On top of this, research has shown how businesses are planning for the ‘new normal’ post-COVID: 95% of businesses surveyed said they would be recruiting for new roles in 2021.

Why are people looking to move?

When we look at The Happiness Index’s data, which analyses millions of data points globally, we can see that nearly 50% of people are scoring lower than a 6; indicating that they are unhappy at work. This is not sustainable. It’s only natural that people are going to leave unacceptable working conditions. 

For many of us, the Pandemic has forced us to reassess our relationship with work. For example, I’ve realised the importance of taking time off for everyone’s mental health. At The Happiness Index, we’ve seen many people have been taking fewer days off. As a leader, I’m taking more days off to be a role model to the rest of my team and show them that taking time to rest is not only acceptable but encouraged. 

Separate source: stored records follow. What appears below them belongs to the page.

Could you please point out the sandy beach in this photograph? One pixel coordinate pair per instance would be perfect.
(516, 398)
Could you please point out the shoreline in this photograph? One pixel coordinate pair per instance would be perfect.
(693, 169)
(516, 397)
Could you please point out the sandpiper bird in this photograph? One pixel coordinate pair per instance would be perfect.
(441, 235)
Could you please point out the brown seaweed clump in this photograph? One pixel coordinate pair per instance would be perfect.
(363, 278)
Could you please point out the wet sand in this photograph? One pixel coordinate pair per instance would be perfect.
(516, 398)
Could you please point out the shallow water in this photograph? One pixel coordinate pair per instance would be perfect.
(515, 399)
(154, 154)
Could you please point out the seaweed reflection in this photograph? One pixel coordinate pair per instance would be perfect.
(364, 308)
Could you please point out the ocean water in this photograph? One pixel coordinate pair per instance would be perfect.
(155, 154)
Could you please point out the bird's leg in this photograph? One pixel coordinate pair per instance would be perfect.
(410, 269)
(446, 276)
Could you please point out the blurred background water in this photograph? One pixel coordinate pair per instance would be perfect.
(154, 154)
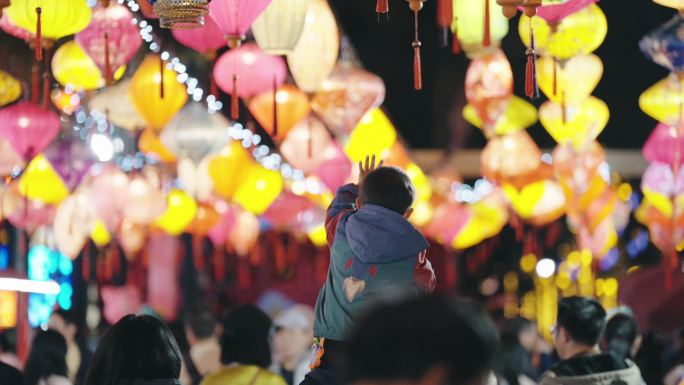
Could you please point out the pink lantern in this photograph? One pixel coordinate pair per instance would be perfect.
(663, 144)
(111, 39)
(203, 40)
(28, 127)
(255, 70)
(234, 17)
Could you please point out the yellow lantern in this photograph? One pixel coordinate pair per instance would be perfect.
(229, 169)
(278, 29)
(59, 18)
(662, 101)
(71, 65)
(155, 107)
(10, 88)
(372, 136)
(41, 182)
(578, 33)
(259, 189)
(519, 115)
(180, 212)
(468, 24)
(578, 125)
(570, 82)
(315, 55)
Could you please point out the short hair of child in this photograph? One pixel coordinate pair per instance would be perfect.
(388, 187)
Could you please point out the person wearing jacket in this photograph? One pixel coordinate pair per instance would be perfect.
(581, 322)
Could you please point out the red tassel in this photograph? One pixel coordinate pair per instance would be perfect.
(486, 39)
(108, 67)
(234, 107)
(39, 34)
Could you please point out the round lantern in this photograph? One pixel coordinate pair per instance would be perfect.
(111, 39)
(278, 28)
(292, 105)
(10, 88)
(115, 103)
(28, 127)
(234, 17)
(314, 57)
(72, 66)
(157, 108)
(345, 96)
(195, 133)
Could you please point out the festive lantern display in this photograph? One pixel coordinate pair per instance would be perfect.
(489, 86)
(519, 115)
(195, 133)
(28, 128)
(111, 39)
(345, 96)
(578, 125)
(278, 28)
(10, 88)
(115, 103)
(314, 57)
(72, 66)
(292, 105)
(156, 108)
(234, 17)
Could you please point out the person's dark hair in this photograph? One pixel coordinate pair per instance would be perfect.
(245, 337)
(47, 357)
(583, 318)
(621, 332)
(388, 187)
(137, 347)
(201, 322)
(402, 341)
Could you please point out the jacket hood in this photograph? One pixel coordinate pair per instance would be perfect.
(376, 233)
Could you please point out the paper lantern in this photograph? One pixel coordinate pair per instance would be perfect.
(345, 96)
(571, 81)
(39, 181)
(234, 17)
(71, 159)
(72, 66)
(292, 106)
(229, 168)
(204, 40)
(314, 57)
(310, 131)
(180, 212)
(577, 34)
(372, 136)
(195, 133)
(259, 189)
(255, 71)
(145, 94)
(469, 26)
(519, 115)
(662, 100)
(578, 124)
(150, 144)
(489, 86)
(111, 39)
(115, 103)
(10, 88)
(278, 28)
(664, 45)
(28, 127)
(662, 145)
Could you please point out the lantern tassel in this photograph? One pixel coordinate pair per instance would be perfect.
(39, 34)
(108, 66)
(487, 38)
(234, 107)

The importance of mental health

Mental wellbeing has been at the forefront of the public mind. We’ve seen this with news stories about athletes like Simone Biles and Naomi Osaka. However, it’s not just high profile cases – 60% of adults said their mental health has suffered in the last year. As more conversations are had about this and the topic becomes less taboo, we’ll see the impact on the world of work. Already only 16% of employees believe their place of work supports mental health according to a report by Lime, a healthcare top up provider.

Mental health is vital because it’s a big part of what it means to be human, and happy! We all want to be happy and fulfilled at work. When we feel like our workplace isn’t supportive and understanding in this area – we will likely have wandering eyes.

Why now?

At The Happiness Index, we rely on neuroscience to understand Employee Engagement and Happiness. Our neuroscience model shows that there are four key areas that ensure our people will thrive at work and feel happy.  These are Safety, Freedom, Acknowledgement, and Relationships. All of these are essential for happiness, but often we ultimately prioritise feeling safe. This is because it’s associated with the Basal area of the brain – our reptilian survival response. 

As pandemic restrictions ease and we begin to feel the opportunities, many people may feel that there might actually be more safety available elsewhere. The economy is beginning to recover, and many organisations are starting to recruit again. With this happening, people will be looking for all four areas which feed into Happiness. Not only this but they will also want the four areas which feed into employee engagement: Clarity, Meaning & Purpose, Personal Growth and Enablement.

Your people will only stay if they feel they have all 8 areas. 

The next stages

Even if you haven’t seen the impacts of the Great Resignation in your company, that doesn’t mean the rumblings aren’t starting. Most people won’t leave their job without lining something else up. However, with so much movement in the market, and wages rising, you may find that your team has an eye on other opportunities. 

So, what should you do?

My first tip is that you shouldn’t forget any staff who have stayed with you. With a hot marketplace and new hires, you might find that loyal staff aren’t benefiting from the increased salary. 

I’ve talked before about the importance of measuring employee happiness. Not only is it the right thing to do ethically but you can also get an understanding of how your employees are feeling, thinking and behaving. This in turn will allow you to create a people strategy that minimises employee turnover and maximises employee engagement and happiness. Why wouldn’t you?